A corpus-based EAP course for NNS doctoral students: Moving from available specialized corpora to self-compiled corpora

https://doi.org/10.1016/j.esp.2005.02.010Get rights and content

Abstract

This paper presents a discussion of an experimental, innovative course in corpus-informed EAP for doctoral students. Participants were given access to specialized corpora of academic writing and speaking, instructed in the tools of the trade (web- and PC-based concordancers) and gradually inducted into the skills needed to best exploit the data and the tools for directed learning as well as self-learning. After the induction period, participants began to compile two additional written corpora: one of their own writing (term papers, dissertation drafts, unedited journal drafts) and one of ‘expert’ writing, culled from electronic versions of published papers in their own field or subfield. Students were thus able to make comparisons between their own writing and those of more established writers in their field. At the end of the course, participants presented reports of their discoveries with some discussion of how they felt their rhetorical consciousness was raised and reflected on what further use they might be making of corpus linguistics techniques in their future careers. This paper gives an overview of how this course was structured, presents the kinds of discoursal and other linguistic phenomena examined and the sometimes surprising observations made, and reports on the pluses and minuses of this corpus-informed course as a whole, seen from the point of view of both learners and instructors.

Introduction

In many ways, the position of corpus linguistics, as a powerful methodology-technology, is well-established. It has been consolidating its position in lexicography (e.g., the CoBuild dictionaries), in grammars of languages (e.g., Biber, Johansson, Leech, Conrad, & Finegan, 1999, the CoBuild grammar series represented by Francis et al., 1996, Francis et al., 1998, Hunston and Francis, 2000), and in diachronic studies (e.g. Hickey et al., 1997, Kytö et al., 1994, Nevalainen and Kahlas-Tarkka, 1998, Rudanko, 2000). Further, the value of corpus-based approaches for language specialists such as language majors, language teachers and translators is becoming increasingly recognized (Bowker and Pearson, 2002, Cheng et al., 2003, Granger et al., 2002, Hunston, 2002, Kennedy, 1998, Partington, 1998, Sinclair, 2004). Mair (2002) has also interestingly argued that the availability of appropriate corpora has been of great benefit to foreign language lecturers, such as Anglicists in Germany, because they are no longer beholden to the whims of native-speakers for judgments of acceptability and correctness.

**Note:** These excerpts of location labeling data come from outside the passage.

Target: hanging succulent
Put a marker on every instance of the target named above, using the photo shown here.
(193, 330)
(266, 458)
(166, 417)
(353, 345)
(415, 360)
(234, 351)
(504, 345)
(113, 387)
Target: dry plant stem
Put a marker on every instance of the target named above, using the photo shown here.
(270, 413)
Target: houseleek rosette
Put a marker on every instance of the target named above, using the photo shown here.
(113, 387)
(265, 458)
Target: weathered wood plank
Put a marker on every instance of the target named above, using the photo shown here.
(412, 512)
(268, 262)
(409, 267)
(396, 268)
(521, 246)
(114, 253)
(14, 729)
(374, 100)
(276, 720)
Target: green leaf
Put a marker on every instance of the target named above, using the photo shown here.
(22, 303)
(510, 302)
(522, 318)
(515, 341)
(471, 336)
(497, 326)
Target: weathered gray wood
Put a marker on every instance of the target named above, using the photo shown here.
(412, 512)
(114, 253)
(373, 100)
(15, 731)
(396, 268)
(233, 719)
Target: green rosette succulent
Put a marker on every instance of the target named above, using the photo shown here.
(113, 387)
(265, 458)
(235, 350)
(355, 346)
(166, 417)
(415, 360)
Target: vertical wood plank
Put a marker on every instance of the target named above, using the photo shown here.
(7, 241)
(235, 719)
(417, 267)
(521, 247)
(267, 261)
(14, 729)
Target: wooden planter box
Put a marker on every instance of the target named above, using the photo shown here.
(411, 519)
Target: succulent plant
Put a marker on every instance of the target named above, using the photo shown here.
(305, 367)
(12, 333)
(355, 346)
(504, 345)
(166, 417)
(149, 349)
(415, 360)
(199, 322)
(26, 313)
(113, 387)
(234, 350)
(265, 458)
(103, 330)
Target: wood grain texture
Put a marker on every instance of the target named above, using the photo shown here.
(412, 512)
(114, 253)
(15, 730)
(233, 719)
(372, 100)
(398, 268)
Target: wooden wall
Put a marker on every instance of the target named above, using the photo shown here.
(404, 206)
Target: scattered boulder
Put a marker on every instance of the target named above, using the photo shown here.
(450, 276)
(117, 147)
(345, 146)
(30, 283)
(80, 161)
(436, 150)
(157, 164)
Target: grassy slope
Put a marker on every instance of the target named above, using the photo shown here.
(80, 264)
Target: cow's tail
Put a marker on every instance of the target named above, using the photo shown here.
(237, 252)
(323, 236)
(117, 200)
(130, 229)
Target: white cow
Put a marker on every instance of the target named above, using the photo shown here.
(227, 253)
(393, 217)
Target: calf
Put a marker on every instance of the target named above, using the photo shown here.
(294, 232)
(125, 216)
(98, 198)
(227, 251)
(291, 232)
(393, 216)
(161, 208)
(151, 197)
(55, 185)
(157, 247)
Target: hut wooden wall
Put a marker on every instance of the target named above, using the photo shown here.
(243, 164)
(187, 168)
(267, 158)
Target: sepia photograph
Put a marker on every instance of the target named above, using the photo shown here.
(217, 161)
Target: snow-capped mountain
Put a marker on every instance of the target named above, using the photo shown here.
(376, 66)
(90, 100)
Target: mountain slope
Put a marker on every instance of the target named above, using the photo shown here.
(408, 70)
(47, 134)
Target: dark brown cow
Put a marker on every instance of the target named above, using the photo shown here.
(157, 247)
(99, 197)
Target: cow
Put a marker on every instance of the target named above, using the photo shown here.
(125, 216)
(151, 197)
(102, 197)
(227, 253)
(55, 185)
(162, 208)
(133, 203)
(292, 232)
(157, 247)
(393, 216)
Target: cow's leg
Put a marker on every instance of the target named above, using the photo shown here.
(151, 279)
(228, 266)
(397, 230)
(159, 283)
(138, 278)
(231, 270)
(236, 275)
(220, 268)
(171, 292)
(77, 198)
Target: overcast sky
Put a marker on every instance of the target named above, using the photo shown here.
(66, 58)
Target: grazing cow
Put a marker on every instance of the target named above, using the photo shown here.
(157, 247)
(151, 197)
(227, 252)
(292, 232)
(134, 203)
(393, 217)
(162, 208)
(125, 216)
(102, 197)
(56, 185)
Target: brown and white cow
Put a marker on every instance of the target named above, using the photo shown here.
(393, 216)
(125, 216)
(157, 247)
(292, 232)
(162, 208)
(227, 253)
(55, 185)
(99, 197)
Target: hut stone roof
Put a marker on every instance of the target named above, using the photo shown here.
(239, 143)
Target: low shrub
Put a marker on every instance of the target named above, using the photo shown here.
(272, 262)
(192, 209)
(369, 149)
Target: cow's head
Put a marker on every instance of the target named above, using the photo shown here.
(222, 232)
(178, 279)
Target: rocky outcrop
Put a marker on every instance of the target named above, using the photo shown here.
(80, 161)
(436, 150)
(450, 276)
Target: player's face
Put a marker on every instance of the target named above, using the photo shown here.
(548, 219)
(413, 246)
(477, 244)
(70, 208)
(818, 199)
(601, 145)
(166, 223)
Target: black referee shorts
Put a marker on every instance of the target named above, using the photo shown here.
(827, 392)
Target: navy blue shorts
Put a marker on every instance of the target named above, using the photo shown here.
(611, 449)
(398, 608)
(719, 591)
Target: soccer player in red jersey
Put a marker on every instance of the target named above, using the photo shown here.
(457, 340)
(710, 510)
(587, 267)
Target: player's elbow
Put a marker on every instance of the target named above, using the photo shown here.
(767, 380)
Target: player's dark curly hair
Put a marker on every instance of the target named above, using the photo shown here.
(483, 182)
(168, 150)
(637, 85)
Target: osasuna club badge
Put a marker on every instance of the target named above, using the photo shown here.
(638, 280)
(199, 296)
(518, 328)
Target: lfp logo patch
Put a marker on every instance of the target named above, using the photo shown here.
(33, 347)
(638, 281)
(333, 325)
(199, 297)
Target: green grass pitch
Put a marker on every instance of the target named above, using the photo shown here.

Corpus linguistics has also established itself as an important tool for determining the linguistic features of registers and genres (Biber, 1988, Lee, 2000) and, in EAP, for elucidating and comparing how different disciplines use language in their major genres (Bernardini, 2002, Flowerdew, 1998, Gavioli, 2002, Ghadessy et al., 2001, Hyland, 2000, Hyland, 2003, Luzon Marco, 2000, Thompson, 1998). However, it is less clear how – and when – these research findings can best be carried over into effective pedagogical practice. There are a number of issues here. One resides in the comparative merits of static, pre-prepared on-paper teaching products versus more spontaneous on-line work in front of a computer. A textbook such as Thurstun and Candlin (1997) shows what can be done with the former approach, but in their companion article (Thurstun & Candlin, 1998), they do acknowledge the danger of concordancing burnout: “Over-exposure to concordance lines can conceivably tire students if teaching of this type depends solely on deduction from concordance lines” (p. 278). This in turn raises a second issue: Should concordance work be supplementary to more traditional EAP instruction, or can it be made central with traditional instructor explication and exemplification reduced to the periphery?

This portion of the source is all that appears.